Пэт искренне расстроена; и меня это удивляет — раньше она никогда открыто не выражала своего беспокойства. Жена каждого пожарного тревожится о своем муже, но до сих пор Пэт держала себя в руках. Ее лицо морщится, годами подавляемая
Наклоняюсь над столом и беру жену за руку.
— Послушай, малышка, — говорю я, — перестань тревожиться. Я уже не раз говорил тебе: если пожарному суждено получить увечье или даже погибнуть, это с таким же успехом может произойти в Куинсе или Статен-Айленде, как и в Южном Бронксе. Ты права — иногда я возвращаюсь домой усталым. Но я еще молод. Мне все это по силам. Разве ты слышала когда-нибудь, чтобы я жаловался на свою работу?

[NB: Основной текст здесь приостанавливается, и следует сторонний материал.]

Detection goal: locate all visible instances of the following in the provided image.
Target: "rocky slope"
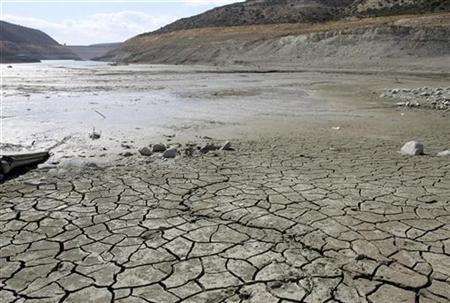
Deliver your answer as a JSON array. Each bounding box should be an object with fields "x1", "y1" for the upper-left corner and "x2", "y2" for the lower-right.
[
  {"x1": 102, "y1": 0, "x2": 450, "y2": 68},
  {"x1": 0, "y1": 21, "x2": 80, "y2": 63},
  {"x1": 68, "y1": 43, "x2": 121, "y2": 60},
  {"x1": 157, "y1": 0, "x2": 450, "y2": 33}
]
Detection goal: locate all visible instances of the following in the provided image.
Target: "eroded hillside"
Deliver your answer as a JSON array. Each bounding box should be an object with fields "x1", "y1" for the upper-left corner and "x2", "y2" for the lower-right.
[
  {"x1": 99, "y1": 13, "x2": 450, "y2": 69},
  {"x1": 0, "y1": 21, "x2": 79, "y2": 63}
]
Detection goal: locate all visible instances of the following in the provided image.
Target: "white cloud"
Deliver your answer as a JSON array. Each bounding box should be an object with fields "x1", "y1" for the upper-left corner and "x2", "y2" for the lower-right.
[
  {"x1": 182, "y1": 0, "x2": 244, "y2": 5},
  {"x1": 3, "y1": 11, "x2": 181, "y2": 45}
]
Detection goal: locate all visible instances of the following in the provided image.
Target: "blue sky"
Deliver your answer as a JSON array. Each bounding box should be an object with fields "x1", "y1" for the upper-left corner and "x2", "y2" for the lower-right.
[{"x1": 1, "y1": 0, "x2": 239, "y2": 45}]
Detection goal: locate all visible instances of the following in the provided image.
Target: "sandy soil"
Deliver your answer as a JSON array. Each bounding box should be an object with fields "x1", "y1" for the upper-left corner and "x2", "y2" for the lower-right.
[{"x1": 0, "y1": 60, "x2": 450, "y2": 302}]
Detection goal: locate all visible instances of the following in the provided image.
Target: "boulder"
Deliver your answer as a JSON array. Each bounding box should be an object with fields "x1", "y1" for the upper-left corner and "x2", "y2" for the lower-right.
[
  {"x1": 152, "y1": 143, "x2": 167, "y2": 153},
  {"x1": 163, "y1": 148, "x2": 177, "y2": 159},
  {"x1": 400, "y1": 141, "x2": 423, "y2": 156},
  {"x1": 139, "y1": 146, "x2": 153, "y2": 157}
]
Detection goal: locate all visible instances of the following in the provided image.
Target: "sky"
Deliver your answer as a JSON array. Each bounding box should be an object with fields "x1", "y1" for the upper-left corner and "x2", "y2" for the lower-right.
[{"x1": 0, "y1": 0, "x2": 242, "y2": 45}]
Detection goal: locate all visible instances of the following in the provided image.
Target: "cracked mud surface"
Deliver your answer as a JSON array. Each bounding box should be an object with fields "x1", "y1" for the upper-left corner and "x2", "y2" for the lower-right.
[{"x1": 0, "y1": 134, "x2": 450, "y2": 302}]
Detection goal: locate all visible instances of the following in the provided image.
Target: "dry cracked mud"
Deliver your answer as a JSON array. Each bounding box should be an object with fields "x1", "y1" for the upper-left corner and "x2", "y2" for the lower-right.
[{"x1": 0, "y1": 135, "x2": 450, "y2": 303}]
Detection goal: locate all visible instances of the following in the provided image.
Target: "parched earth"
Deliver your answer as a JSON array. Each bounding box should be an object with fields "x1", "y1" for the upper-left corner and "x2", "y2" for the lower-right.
[{"x1": 0, "y1": 135, "x2": 450, "y2": 303}]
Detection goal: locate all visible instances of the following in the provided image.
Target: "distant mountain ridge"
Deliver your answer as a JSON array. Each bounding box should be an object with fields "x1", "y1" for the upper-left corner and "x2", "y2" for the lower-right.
[
  {"x1": 0, "y1": 21, "x2": 80, "y2": 63},
  {"x1": 154, "y1": 0, "x2": 450, "y2": 33},
  {"x1": 68, "y1": 42, "x2": 122, "y2": 60},
  {"x1": 100, "y1": 0, "x2": 450, "y2": 70}
]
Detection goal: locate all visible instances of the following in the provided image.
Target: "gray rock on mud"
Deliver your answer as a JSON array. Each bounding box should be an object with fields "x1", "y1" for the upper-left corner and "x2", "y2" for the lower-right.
[
  {"x1": 220, "y1": 141, "x2": 233, "y2": 150},
  {"x1": 139, "y1": 146, "x2": 153, "y2": 157},
  {"x1": 163, "y1": 148, "x2": 177, "y2": 159},
  {"x1": 400, "y1": 141, "x2": 423, "y2": 156},
  {"x1": 437, "y1": 149, "x2": 450, "y2": 157},
  {"x1": 200, "y1": 143, "x2": 219, "y2": 154},
  {"x1": 152, "y1": 143, "x2": 167, "y2": 153}
]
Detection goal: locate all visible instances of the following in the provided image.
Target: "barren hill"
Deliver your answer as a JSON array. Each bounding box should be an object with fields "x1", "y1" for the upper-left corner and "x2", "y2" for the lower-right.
[
  {"x1": 98, "y1": 0, "x2": 450, "y2": 68},
  {"x1": 157, "y1": 0, "x2": 450, "y2": 33},
  {"x1": 68, "y1": 42, "x2": 121, "y2": 60},
  {"x1": 0, "y1": 21, "x2": 79, "y2": 63}
]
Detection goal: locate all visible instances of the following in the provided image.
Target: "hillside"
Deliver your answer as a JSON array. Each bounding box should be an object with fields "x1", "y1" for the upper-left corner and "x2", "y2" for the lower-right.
[
  {"x1": 68, "y1": 43, "x2": 121, "y2": 60},
  {"x1": 102, "y1": 0, "x2": 450, "y2": 68},
  {"x1": 157, "y1": 0, "x2": 450, "y2": 33},
  {"x1": 0, "y1": 21, "x2": 80, "y2": 63}
]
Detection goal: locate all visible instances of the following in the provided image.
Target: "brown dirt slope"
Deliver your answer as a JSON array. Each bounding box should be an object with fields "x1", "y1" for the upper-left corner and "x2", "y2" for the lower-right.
[{"x1": 157, "y1": 0, "x2": 450, "y2": 33}]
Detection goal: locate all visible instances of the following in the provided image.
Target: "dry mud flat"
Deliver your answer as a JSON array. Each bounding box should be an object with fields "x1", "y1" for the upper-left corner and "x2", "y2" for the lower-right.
[
  {"x1": 0, "y1": 127, "x2": 450, "y2": 302},
  {"x1": 0, "y1": 63, "x2": 450, "y2": 303}
]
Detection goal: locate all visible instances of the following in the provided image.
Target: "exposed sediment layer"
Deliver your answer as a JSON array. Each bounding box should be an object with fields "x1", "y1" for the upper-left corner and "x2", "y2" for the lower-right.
[{"x1": 103, "y1": 13, "x2": 450, "y2": 69}]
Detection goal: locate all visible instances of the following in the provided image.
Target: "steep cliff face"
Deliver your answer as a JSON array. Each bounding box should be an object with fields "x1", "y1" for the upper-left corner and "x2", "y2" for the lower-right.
[
  {"x1": 0, "y1": 21, "x2": 80, "y2": 63},
  {"x1": 102, "y1": 0, "x2": 450, "y2": 68}
]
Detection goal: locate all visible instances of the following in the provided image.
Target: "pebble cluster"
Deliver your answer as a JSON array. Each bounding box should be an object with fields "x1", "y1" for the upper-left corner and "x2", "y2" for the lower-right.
[{"x1": 381, "y1": 87, "x2": 450, "y2": 110}]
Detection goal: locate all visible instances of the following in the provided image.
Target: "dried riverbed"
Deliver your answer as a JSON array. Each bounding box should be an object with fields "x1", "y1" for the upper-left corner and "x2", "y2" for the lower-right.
[{"x1": 0, "y1": 60, "x2": 450, "y2": 302}]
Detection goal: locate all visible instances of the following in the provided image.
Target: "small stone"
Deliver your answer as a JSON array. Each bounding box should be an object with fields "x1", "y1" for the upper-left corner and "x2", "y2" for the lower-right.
[
  {"x1": 400, "y1": 141, "x2": 423, "y2": 156},
  {"x1": 163, "y1": 148, "x2": 177, "y2": 158},
  {"x1": 437, "y1": 149, "x2": 450, "y2": 157},
  {"x1": 139, "y1": 146, "x2": 153, "y2": 157},
  {"x1": 89, "y1": 131, "x2": 101, "y2": 140},
  {"x1": 200, "y1": 143, "x2": 219, "y2": 154},
  {"x1": 220, "y1": 141, "x2": 233, "y2": 150},
  {"x1": 119, "y1": 152, "x2": 133, "y2": 157},
  {"x1": 153, "y1": 143, "x2": 167, "y2": 153}
]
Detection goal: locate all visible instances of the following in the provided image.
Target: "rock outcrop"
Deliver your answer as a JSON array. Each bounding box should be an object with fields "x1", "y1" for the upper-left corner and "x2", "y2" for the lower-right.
[
  {"x1": 0, "y1": 21, "x2": 80, "y2": 63},
  {"x1": 101, "y1": 0, "x2": 450, "y2": 69}
]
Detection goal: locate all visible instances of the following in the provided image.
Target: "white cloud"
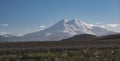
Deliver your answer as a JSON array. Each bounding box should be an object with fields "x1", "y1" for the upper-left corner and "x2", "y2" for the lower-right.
[
  {"x1": 1, "y1": 24, "x2": 8, "y2": 27},
  {"x1": 0, "y1": 32, "x2": 8, "y2": 35},
  {"x1": 106, "y1": 24, "x2": 120, "y2": 28},
  {"x1": 94, "y1": 24, "x2": 120, "y2": 32}
]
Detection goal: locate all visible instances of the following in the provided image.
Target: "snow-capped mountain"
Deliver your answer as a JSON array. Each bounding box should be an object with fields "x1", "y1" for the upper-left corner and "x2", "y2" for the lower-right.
[
  {"x1": 20, "y1": 19, "x2": 114, "y2": 41},
  {"x1": 0, "y1": 19, "x2": 115, "y2": 41}
]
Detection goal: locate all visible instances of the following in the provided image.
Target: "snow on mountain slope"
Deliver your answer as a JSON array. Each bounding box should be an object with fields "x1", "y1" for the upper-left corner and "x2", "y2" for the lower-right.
[
  {"x1": 20, "y1": 19, "x2": 114, "y2": 41},
  {"x1": 0, "y1": 19, "x2": 114, "y2": 41}
]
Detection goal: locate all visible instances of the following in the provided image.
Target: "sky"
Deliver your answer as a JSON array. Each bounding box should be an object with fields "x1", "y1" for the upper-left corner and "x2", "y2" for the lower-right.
[{"x1": 0, "y1": 0, "x2": 120, "y2": 34}]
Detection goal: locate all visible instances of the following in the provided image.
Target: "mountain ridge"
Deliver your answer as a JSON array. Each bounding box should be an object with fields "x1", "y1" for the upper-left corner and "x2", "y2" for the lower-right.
[{"x1": 0, "y1": 19, "x2": 115, "y2": 41}]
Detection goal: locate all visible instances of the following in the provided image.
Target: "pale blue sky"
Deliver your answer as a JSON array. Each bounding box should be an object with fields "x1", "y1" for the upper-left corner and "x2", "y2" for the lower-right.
[{"x1": 0, "y1": 0, "x2": 120, "y2": 33}]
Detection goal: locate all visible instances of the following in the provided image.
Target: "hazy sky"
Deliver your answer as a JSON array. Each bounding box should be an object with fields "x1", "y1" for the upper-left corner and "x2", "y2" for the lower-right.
[{"x1": 0, "y1": 0, "x2": 120, "y2": 34}]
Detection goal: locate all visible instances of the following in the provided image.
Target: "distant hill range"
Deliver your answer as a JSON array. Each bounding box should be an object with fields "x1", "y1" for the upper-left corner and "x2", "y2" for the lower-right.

— Я о другом, Деннис, — умоляюще говорит она, — я просто не понимаю, почему ты хочешь заниматься именно этим, когда можешь получить место учителя в средней школе рядом с домом. Ты мог бы работать там с девяти до трех. Рождество проводить дома, отдыхать целое лето. К тому же ты бы и зарабатывал больше. Но дело не в деньгах. Просто я не могу тебя понять.
Чувствую себя беспомощным, разоблаченным. Ведь мне действительно нечего сказать в свое оправдание, кроме того, что я люблю именно эту работу. Ставлю пустую чашку в раковину, подхожу к жене и сжимаю в ладонях ее милое лицо.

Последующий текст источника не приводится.